The transcript of the guilty plea colloquy supports that conclusion. During that proceeding we accepted the guilty plea with the understanding that Hicks could withdraw his plea if we imposed a sentence of greater than 15 years, and we reserved the right to impose any lawful sentence which we deemed advisable. The possibility that the court would not accept the parties' stipulated sentence was discussed as a distinctly possible development in this case. In light of the totality of the circumstances in this case, Hicks's assertion that we "clearly" accepted the parties' stipulated sentence is untenable.

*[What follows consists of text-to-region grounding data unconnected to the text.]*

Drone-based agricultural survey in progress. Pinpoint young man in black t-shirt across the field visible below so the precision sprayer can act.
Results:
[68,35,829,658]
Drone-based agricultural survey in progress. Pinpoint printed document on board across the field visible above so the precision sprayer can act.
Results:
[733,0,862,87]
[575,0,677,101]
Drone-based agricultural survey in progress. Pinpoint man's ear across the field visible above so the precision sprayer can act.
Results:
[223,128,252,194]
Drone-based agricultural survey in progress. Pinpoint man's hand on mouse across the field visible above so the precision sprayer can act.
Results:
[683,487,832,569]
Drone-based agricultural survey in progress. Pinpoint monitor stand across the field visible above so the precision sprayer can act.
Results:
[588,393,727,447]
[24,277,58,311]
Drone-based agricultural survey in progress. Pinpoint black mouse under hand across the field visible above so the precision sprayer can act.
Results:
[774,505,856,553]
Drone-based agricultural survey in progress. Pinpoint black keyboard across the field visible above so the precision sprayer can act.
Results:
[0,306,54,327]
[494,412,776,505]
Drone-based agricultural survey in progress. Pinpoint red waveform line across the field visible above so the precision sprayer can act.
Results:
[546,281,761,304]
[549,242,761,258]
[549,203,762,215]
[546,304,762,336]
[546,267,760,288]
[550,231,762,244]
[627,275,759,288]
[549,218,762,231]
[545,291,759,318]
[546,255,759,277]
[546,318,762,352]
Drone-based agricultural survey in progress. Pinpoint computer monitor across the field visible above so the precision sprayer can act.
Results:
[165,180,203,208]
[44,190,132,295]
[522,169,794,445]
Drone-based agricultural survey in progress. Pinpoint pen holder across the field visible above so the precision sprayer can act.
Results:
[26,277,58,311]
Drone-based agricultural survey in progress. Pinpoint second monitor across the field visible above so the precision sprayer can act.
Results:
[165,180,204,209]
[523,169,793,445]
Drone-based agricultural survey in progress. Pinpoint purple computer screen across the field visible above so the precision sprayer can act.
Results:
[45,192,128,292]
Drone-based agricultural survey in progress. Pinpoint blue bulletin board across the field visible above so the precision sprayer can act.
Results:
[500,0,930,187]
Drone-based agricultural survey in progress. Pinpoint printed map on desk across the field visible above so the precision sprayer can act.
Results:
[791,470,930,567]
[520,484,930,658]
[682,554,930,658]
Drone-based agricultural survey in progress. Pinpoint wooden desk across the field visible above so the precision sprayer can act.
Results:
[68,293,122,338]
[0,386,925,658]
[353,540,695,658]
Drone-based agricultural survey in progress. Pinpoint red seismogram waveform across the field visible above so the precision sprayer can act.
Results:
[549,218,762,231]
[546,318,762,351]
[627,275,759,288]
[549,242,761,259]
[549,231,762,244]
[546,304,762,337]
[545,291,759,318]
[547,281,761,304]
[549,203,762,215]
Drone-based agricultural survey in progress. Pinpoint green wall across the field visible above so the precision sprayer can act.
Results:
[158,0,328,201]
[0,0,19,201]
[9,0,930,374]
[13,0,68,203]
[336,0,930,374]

Hicks next contends that we lack the "power to revisit acceptance of a plea agreement because at a later date the Court has second thoughts about an agreement it has already accepted." This contention is refuted by the authority cited by Hicks himself. The primary case relied upon by Hicks to support his statement is United States v. Bernard, 373 F.3d 339, 345 (3d Cir. 2004). In footnote seven (which is on the page of the decision specifically cited by Hicks), the Court of Appeals for the Third Circuit stated the following:
If the provisions of a plea agreement are accepted by a court, but later found to be invalid, the proper remedy is not to impose a sentence in violation of the plea agreement, but to allow the defendant to withdraw the guilty plea and either negotiate a new agreement, or proceed to trial. See United States v. Barnes, 83 F.3d 934, 941 (7th Cir.1996)("If we rule that some provision of the plea agreement is invalid, we must discard the entire agreement and require [the defendant] and the government to begin their bargaining over again."); Mukai, 26 F.3d at 956 ("[I]f the court later finds the disposition in the plea agreement objectionable it should not reduce the sentence unilaterally in such cases, but rather should withdraw its acceptance of the plea agreement")(internal quotation marks and citation omitted); see also Gilchrist, 130 F.3d at 1134 (holding that if a plea agreement is breached, the district court may either grant specific performance or allow the defendant to withdraw the plea).
United States v. Bernard, 373 F.3d 339, 345 n.7 (3d Cir. 2004)(Emphasis added). Based on that authority, we are of the view that all of our actions in this case to this point, including the order of December 8, 2006, have been well within our authority.
Hicks cites no authority to support his conclusory statement that "[t]he only lawful sentence under the accepted Plea Agreement is 15 years." That statement appears be the deduction Hicks draws from his faulty premises, each of which we rejected above. We are of the view that a stipulation reached by the parties in a criminal case simply does not constitute federal law. Such a determination is implied in Hicks's statement and it has no merit.
Hicks has failed to show that any conclusion in our order of December 8, 2006, is erroneous or creates any manifest injustice. The precedent set by the Court of Appeals for the Third Circuit establishes that, under the circumstances of this case, we have the authority to reject a sentence to which the parties have stipulated. See United States v. Gilchrist, 130 F.3d 1131 (3d Cir.1997), cert. denied, 523 U.S. 1023, 118 S.Ct. 1307 (1998)(discussing the issue and citing cases). That case law convinces us that the relief made available to Hicks in our order of December 8, 2006 (i.e., withdrawal from the plea agreement) is the appropriate remedy.
In light of the period required for us to rule on Hicks's motion for reconsideration, we will extend the deadline by which he may withdraw his guilty plea.
NOW, THEREFORE, IT IS ORDERED THAT:
1. Hicks's motion for reconsideration (Document 43) of our order dated December 8, 2006, is denied.
2. Hicks may, within 30 days after the date of this order, revoke the plea agreement by filing an election to that effect.